Let’s start by saying that I’m an atheist, but sometimes my lack of faith is tested.
So: The Miracle of Fatima. For those unfamiliar with the topic, here’s a Cecil link that gives a good summary: www.straightdope.com/classics/al_037.html
(If you have trouble, just do a search for ‘fatima’; there’s only one column given as a response).
Now, let’s put aside for now the children’s visions and predictions. The ‘sun dance’ is what I’m concerned with. Apparently 100,000 people saw the sun ‘dance’ for 10 minutes.
Pretty impressive.
Also difficult to dismiss. One hundred thousand people agreeing that they saw anything is what I’d call evidence. Not hard evidence, but as far as witnessing is concerned, hard to beat.
Now. I’ve tried to find out a few things, i.e., what the actual ‘dance’ was like (did it zoom from one point of the horizon to another? Did it vibrate in place? Sprout legs and do a soft-shoe?), does everyone who saw it actually agree that they saw it, are there some who were there who say it never happened, etc.
The most compelling skeptical claim is that, well, if the sun danced in the sky then everyone on earth would have seen it. Additionally, astronomers observed nothing unusual with the sun that day.

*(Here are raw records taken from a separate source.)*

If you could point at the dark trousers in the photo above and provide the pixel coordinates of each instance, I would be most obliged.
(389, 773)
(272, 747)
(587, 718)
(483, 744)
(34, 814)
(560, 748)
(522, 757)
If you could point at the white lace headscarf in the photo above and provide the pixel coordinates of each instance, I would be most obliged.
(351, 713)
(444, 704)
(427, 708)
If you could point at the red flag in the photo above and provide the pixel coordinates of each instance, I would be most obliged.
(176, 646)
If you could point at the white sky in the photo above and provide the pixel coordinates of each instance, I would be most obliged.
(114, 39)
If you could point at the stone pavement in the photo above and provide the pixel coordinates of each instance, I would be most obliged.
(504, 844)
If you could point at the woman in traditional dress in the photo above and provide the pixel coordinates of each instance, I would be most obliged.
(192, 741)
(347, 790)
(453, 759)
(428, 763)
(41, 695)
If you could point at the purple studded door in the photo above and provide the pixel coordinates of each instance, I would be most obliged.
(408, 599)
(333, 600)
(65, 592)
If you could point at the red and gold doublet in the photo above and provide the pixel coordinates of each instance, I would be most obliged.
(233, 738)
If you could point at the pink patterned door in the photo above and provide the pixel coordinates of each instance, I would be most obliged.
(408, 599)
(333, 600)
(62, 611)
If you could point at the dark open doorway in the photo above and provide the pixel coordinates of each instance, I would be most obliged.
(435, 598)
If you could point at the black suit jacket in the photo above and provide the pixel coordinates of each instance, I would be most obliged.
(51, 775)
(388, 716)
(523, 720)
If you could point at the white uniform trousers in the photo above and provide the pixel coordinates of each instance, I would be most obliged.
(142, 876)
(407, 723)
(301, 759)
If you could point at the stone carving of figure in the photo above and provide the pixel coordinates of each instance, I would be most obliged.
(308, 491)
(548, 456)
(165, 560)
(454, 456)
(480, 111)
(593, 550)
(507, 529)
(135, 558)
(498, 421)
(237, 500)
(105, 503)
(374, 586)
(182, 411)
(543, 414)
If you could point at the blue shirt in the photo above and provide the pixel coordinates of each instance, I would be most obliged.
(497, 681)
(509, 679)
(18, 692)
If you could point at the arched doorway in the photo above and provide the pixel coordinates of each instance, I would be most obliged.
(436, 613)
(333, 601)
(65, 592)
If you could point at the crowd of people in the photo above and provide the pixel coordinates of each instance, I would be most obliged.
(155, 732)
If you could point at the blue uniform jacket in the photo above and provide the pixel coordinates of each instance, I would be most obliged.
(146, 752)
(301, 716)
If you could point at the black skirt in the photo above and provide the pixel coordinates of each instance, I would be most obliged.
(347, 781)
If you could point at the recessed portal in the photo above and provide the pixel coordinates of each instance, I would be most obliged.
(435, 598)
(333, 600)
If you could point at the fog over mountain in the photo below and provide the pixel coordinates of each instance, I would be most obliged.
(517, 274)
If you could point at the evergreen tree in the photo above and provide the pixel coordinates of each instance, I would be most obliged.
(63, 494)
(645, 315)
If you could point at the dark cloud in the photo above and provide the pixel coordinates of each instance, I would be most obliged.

OK, fine. But an omnipotent being could localize such a phenomenon; choose your favorite Star-Trek-episode method, from creating a ‘pocket universe’, or maybe a ‘holodeck’ field around Fatima, to simply making everyone hallucinate the same thing. Even if it was all in their heads…yet it would take an incredibly powereful external force to make everyone see the same thing at the same time.
To summarize: by what I can tell, it didn’t simply “not happen.”
Now, combine this with the kids’ visions of Virgin Mary, hell, etc., and well, as I said, my atheism is shaken.
What do you all think? Atheists and believers?